A good example when tokens should not be returned are comments in programming languages. Comments are always ignored and should therefore not be returned to the parser. However, it must be defined on how to recognize a comment in order for them to be skipped by the lexer.
# identifier regex returns? (optional)
# ┌───┴───┐ ┌──┴──┐ ┌─┴─┐
number_rule = lex2.Rule("INTEGER", r"\d+", True)
# You can inspect the identifier and regex pattern of the object, and change
# the return behaviour property value
number_rule.id
>>> 'INTEGER'
number_rule.regex
>>> '\\d+'
number_rule.returns
>>> True
number_rule.returns = False
number_rule.returns
>>> False
- class lex2.Rule
Class representing a rule, used as filter during lexical analysis.
- __init__(id, regex, returns=True)
Rule object instance initializer.
- Parameters
id (str) – The identifying name of a resulting token (e.g. “NUMBER”, “WORD”).
regex (str) – The regular expression used by a matcher to perform regex matching.
returns (bool, optional) –
Specify whether tokens matched by this rule should be returned when scanning for tokens.
By default
True
- Raises
ValueError – If the given regular expression is empty.
- id: str
<readonly>
Rule identifier string.
- returns: bool
Whether tokens matched by this rule should be returned when scanning for tokens.
- regex: str
<readonly>
The regular expression used by a matcher to perform regex matching.
Rule Groups
If you find yourself writing boilerplate code to include or format parts of a regular expression, or just would like an abstraction layer altogether, you can opt to use the RuleGroup
base class.
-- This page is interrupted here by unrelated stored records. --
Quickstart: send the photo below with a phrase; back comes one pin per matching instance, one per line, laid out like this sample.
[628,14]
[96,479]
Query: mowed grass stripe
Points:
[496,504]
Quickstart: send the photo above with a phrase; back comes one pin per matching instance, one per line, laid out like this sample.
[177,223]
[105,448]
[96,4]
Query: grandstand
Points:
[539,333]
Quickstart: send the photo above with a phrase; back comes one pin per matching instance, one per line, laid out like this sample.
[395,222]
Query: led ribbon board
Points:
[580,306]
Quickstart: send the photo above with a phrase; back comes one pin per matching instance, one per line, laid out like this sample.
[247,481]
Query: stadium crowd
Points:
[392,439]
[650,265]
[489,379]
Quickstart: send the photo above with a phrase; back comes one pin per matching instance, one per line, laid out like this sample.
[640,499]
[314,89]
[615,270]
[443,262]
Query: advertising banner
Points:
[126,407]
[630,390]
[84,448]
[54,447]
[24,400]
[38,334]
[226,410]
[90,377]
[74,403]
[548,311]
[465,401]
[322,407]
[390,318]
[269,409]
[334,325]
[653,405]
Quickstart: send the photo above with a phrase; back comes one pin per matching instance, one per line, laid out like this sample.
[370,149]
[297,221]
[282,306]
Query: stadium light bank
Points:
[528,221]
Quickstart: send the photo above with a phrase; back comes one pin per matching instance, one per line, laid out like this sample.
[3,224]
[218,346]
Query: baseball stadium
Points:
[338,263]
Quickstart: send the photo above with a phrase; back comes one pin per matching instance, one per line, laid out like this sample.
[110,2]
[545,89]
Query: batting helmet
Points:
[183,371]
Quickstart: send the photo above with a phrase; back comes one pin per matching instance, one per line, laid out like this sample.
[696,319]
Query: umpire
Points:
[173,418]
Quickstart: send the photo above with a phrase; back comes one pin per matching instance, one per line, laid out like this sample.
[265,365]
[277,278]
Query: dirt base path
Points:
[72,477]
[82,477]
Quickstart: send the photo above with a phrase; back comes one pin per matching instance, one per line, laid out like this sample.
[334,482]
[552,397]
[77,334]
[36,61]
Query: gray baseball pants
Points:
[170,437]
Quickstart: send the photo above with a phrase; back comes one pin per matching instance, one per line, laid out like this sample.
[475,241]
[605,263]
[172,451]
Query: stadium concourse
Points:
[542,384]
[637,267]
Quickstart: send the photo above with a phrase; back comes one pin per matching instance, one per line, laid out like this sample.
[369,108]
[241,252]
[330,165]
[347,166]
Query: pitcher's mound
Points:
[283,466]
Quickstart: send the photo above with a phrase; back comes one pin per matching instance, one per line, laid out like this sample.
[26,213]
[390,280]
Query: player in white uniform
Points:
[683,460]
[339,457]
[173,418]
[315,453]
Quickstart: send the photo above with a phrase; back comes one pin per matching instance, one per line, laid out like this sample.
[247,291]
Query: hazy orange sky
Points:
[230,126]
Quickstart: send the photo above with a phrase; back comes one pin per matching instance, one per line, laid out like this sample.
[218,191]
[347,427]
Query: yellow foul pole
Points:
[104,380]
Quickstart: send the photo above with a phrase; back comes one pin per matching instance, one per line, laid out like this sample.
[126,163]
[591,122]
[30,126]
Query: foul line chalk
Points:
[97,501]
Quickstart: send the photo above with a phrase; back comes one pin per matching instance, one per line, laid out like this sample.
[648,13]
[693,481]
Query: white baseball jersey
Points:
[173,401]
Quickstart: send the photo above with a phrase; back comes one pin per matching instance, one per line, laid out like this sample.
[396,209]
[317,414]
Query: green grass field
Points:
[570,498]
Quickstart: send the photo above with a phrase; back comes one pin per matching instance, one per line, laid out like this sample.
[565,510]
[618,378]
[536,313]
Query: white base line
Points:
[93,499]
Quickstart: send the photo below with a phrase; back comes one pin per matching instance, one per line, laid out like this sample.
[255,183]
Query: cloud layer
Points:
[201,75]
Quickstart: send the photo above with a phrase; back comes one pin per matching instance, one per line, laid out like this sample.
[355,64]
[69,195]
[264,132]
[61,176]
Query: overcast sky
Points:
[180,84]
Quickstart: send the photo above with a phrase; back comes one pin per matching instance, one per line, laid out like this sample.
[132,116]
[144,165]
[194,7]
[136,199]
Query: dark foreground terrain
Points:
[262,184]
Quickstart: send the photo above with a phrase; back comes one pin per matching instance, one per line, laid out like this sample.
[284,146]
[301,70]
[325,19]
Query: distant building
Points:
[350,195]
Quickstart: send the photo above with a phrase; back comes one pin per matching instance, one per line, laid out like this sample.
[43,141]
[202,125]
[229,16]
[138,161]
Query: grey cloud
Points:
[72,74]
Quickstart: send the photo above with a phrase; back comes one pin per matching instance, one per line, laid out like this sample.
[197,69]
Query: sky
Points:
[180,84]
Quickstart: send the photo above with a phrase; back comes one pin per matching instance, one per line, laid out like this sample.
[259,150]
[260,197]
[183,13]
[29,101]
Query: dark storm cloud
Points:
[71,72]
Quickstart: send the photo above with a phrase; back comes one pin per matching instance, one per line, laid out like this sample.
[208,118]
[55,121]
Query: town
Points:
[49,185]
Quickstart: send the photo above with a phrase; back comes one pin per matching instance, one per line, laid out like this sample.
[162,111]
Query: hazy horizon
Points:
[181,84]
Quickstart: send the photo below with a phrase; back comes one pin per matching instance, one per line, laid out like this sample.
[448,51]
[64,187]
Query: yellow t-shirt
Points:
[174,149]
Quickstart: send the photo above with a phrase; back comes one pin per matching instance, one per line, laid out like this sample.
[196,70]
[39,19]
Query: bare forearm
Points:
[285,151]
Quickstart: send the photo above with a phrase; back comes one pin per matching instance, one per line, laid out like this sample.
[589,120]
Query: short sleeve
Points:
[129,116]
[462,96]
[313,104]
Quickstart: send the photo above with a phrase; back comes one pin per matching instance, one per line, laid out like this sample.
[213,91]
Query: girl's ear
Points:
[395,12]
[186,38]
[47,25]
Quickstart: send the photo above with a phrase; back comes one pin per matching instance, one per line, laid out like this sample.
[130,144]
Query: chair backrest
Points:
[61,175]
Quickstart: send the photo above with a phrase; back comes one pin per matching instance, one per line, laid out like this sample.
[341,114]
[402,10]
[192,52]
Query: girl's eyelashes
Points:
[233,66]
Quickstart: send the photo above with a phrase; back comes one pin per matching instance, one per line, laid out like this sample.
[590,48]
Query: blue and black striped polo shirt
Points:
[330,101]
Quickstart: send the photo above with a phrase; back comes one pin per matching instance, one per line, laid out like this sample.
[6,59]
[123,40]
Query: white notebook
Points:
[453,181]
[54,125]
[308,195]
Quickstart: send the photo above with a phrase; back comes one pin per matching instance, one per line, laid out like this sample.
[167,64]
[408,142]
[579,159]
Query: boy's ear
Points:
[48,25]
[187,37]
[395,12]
An example is given in the code block below.
class AllowedEmail (lex2.RuleGroup):
def __init__(self):
super().__init__(
"EMAIL",
regex_prefix=r"(?i)\A[a-z\d_\-.]+"
)
# Define a public method to add a regex group. It has to
# call the inherited protected method '_add_regex_group()'
# ┌──────────────────────┴────────────────────┐
def add_provider(self, domain: str, tld: str):
self._add_regex_group(fr'@{domain}\.{tld}')
return self
allowed_email = (AllowedEmail()
.add_provider("gmail", "com")
.add_provider("hotmail", "com")
.rule())
# └──┬──┘
# Compiles your group into a singular Rule object
allowed_email.id
>>> 'EMAIL'
allowed_email.regex
>>> '(?i)\A[a-z\d_\-.]+((@gmail\.com)|(@hotmail\.com))'
Warning
By convention, your custom public methods should return themselves (self
) so it’s possible to have method chaining.
- class lex2.RuleGroup
Bases:
ABC
Abstract base class for making a creator class to dynamically build up a group of rules.
To condense down the rule group into a single
Rule
object, use the inherited.rule()
method.- abstract __init__(id, returns=True, regex_prefix='', regex_suffix='')
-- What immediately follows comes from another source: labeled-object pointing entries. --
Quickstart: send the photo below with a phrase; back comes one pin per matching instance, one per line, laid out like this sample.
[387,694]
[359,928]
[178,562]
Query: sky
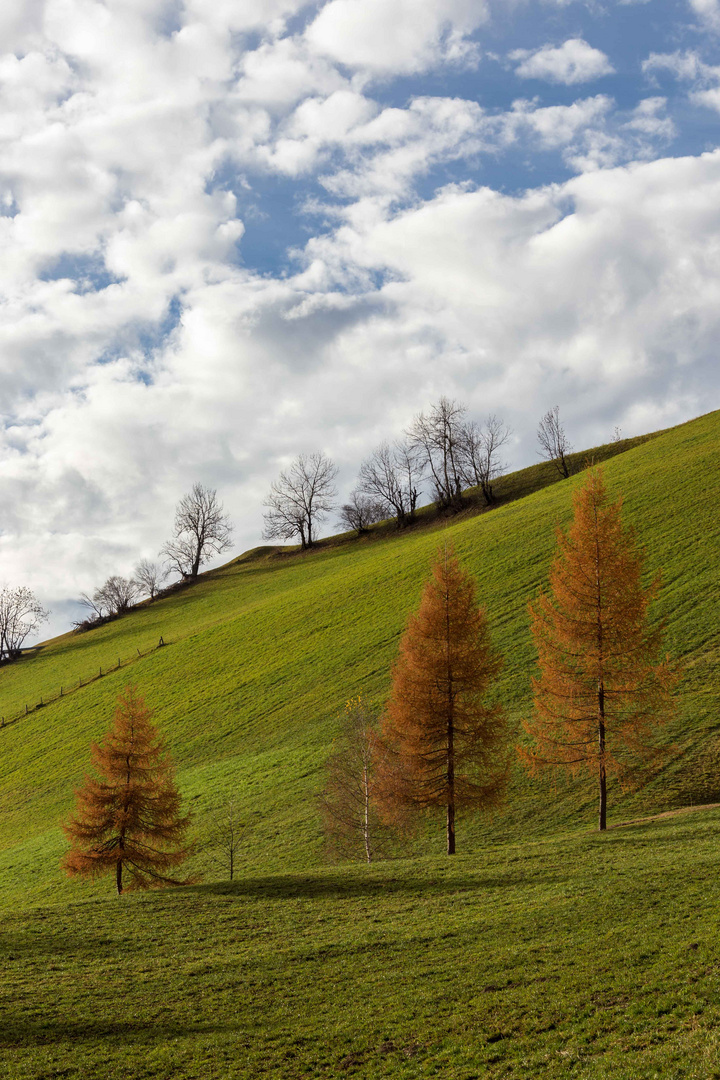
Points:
[233,232]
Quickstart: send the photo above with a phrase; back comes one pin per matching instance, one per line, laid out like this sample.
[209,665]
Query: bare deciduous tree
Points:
[118,594]
[350,819]
[21,615]
[299,499]
[113,597]
[553,440]
[438,437]
[391,476]
[225,836]
[360,512]
[480,456]
[148,577]
[202,529]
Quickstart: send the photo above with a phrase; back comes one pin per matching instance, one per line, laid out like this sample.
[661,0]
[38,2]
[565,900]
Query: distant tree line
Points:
[440,451]
[443,741]
[202,529]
Rule object instance initializer.
- Parameters
id (str) – The identifying name of a resulting token (e.g. “NUMBER”, “WORD”).
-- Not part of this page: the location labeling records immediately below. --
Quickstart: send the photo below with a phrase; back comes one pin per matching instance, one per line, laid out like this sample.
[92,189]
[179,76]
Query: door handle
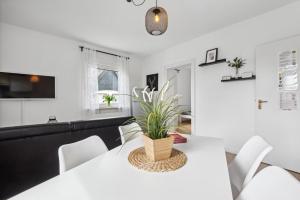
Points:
[260,102]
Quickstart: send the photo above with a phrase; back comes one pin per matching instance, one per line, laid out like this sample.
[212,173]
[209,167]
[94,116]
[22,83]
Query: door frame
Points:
[192,63]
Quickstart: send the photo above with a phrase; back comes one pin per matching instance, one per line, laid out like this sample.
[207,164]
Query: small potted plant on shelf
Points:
[236,63]
[159,110]
[107,98]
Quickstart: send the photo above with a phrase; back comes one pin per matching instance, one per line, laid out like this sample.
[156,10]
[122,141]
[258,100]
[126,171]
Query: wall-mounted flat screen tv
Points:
[14,85]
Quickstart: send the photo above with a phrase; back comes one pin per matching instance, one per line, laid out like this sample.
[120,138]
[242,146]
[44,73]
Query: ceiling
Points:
[119,25]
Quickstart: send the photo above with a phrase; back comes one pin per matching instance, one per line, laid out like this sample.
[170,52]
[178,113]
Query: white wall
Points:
[27,51]
[227,110]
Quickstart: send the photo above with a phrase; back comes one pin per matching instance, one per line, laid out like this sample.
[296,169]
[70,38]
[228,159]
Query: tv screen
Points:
[26,86]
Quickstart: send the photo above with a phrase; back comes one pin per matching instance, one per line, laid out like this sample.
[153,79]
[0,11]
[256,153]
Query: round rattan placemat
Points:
[139,160]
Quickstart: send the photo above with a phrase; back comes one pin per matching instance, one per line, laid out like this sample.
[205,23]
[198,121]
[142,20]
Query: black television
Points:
[14,85]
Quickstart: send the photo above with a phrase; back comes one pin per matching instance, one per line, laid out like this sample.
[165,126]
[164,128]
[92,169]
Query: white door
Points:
[278,121]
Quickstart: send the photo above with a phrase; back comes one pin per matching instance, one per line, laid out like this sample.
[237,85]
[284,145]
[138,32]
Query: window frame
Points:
[102,105]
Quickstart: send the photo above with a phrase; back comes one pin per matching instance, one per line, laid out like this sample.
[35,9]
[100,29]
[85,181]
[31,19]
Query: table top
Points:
[111,177]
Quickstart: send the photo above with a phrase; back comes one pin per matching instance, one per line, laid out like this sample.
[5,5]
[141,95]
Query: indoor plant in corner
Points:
[159,110]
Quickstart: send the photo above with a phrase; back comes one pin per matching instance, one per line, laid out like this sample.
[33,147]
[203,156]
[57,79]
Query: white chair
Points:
[74,154]
[130,131]
[272,183]
[246,162]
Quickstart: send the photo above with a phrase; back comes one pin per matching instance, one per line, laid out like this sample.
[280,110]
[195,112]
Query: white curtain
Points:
[124,91]
[89,81]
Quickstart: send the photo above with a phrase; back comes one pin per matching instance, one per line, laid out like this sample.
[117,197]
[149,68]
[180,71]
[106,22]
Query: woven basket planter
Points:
[159,149]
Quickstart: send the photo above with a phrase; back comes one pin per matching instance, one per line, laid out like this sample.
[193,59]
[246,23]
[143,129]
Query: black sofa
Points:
[28,154]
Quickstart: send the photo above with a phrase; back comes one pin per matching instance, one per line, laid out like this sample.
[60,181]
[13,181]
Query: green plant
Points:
[236,63]
[108,99]
[159,110]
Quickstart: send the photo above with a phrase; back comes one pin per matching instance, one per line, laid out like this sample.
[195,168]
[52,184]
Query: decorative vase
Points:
[159,149]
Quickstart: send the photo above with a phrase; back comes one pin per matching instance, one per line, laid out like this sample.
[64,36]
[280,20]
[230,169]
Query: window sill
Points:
[106,109]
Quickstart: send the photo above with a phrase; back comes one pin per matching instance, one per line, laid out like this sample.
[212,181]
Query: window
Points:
[108,84]
[108,80]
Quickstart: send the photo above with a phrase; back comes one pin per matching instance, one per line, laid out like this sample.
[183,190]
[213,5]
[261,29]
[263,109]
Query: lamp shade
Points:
[156,21]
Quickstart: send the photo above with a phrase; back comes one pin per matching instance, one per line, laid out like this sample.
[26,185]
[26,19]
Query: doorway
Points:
[180,77]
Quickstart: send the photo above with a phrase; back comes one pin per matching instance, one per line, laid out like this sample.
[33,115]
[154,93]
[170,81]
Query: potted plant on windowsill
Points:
[107,98]
[159,110]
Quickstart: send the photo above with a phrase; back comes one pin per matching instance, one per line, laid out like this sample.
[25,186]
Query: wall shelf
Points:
[240,79]
[213,63]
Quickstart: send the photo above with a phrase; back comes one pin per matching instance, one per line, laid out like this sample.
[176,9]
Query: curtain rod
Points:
[82,47]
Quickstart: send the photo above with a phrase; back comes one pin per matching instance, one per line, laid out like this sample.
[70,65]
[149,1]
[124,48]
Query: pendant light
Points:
[156,20]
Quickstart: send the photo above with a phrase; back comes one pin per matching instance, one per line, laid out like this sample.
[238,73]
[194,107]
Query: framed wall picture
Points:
[211,55]
[152,81]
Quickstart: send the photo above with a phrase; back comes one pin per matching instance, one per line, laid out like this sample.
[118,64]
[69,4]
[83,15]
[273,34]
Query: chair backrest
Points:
[247,161]
[74,154]
[130,131]
[272,183]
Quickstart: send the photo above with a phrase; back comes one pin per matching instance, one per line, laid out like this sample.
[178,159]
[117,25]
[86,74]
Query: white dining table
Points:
[111,177]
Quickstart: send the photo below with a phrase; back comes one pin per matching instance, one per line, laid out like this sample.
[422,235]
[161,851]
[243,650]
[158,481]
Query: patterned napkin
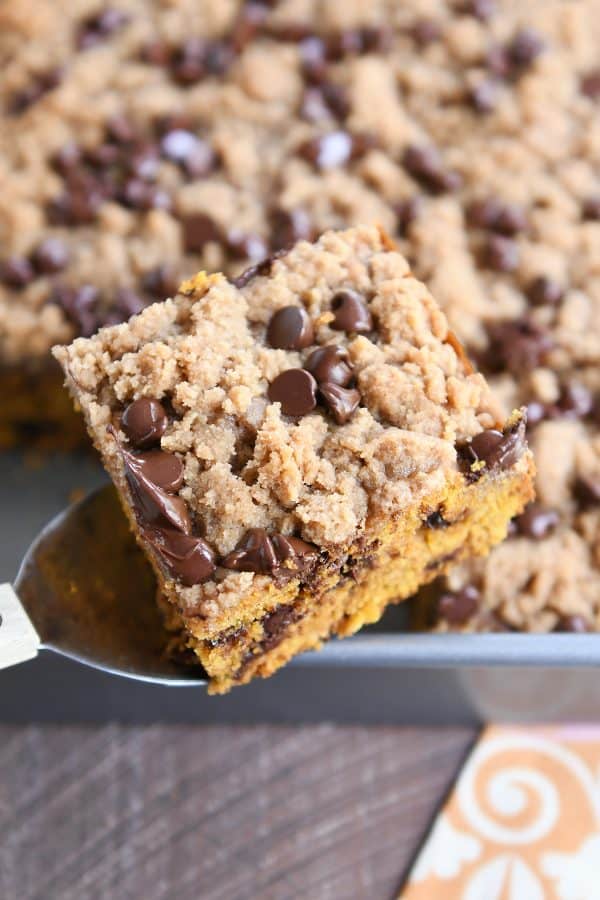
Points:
[522,821]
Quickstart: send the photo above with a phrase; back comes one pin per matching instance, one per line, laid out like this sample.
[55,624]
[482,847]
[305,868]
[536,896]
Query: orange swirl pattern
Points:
[522,822]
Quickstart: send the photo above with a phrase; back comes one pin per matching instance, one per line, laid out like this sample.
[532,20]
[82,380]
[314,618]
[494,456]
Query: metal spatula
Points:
[86,591]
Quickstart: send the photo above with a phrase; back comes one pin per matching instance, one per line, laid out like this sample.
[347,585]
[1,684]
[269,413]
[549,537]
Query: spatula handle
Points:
[19,641]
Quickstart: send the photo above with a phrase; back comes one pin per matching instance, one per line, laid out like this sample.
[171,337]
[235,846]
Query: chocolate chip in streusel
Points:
[351,313]
[425,164]
[295,390]
[144,421]
[330,364]
[340,402]
[290,328]
[590,84]
[457,607]
[198,230]
[537,521]
[99,27]
[518,346]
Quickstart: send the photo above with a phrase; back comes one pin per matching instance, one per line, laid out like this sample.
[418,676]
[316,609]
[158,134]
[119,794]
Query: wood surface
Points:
[217,813]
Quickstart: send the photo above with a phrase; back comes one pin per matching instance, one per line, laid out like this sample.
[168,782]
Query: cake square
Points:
[297,448]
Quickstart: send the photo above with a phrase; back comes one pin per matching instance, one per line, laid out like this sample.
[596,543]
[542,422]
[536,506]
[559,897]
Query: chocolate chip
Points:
[407,211]
[198,230]
[457,607]
[245,245]
[425,164]
[590,209]
[253,553]
[426,31]
[537,521]
[262,553]
[287,227]
[351,314]
[341,402]
[326,100]
[500,254]
[536,413]
[290,328]
[328,151]
[544,291]
[525,47]
[483,96]
[144,422]
[498,61]
[189,559]
[590,84]
[586,491]
[16,271]
[575,402]
[165,470]
[161,282]
[51,255]
[483,213]
[517,346]
[492,448]
[330,364]
[153,505]
[97,28]
[218,57]
[195,156]
[79,305]
[295,390]
[575,624]
[262,268]
[275,625]
[436,520]
[294,551]
[41,84]
[78,205]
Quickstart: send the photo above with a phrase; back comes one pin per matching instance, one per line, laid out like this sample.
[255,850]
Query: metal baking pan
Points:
[383,675]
returns (bool, optional) –
Specify whether tokens matched by this rule group should be returned when scanning for tokens by default.
By default
True
regex_prefix (str, optional) –
Regular expression that is prefixed for every added regex pattern group.
By default
""
regex_suffix (str, optional) –
Regular expression that is suffixed for every added regex pattern group.
By default
""
- rule(id=None, returns=None)
Compiles the rule group to a rule object.
- Parameters
id (str, optional) –
Overwrites the predefined identifying name of a resulting token.
By default the id set by the parent class.
returns (bool, optional) –
Overwrites whether tokens matched by this rule group should be returned when scanning for tokens by default.
By default the returns set by the parent class.
- Return type
- Raises
ValueError – If the given regular expression is empty.
Ruleset
Finally, rulesets can be defined as standard lists populated with Rule
object instances. It is recommended to type-hint the list variable (if stored) with the RulesetType
type alias.
ruleset: lex2.RulesetType = [
lex2.Rule("WORD", r"[a-zA-Z]+"),
lex2.Rule("NUMBER", r"[0-9]+"),
lex2.Rule("PUNCTUATION", r"[.,:;!?\\-]")
]
Note
If you intend to use multiple rulesets, that reuse earlier defined rules, it is better to store the Rule
instances into separate variables first and reference them in rulesets.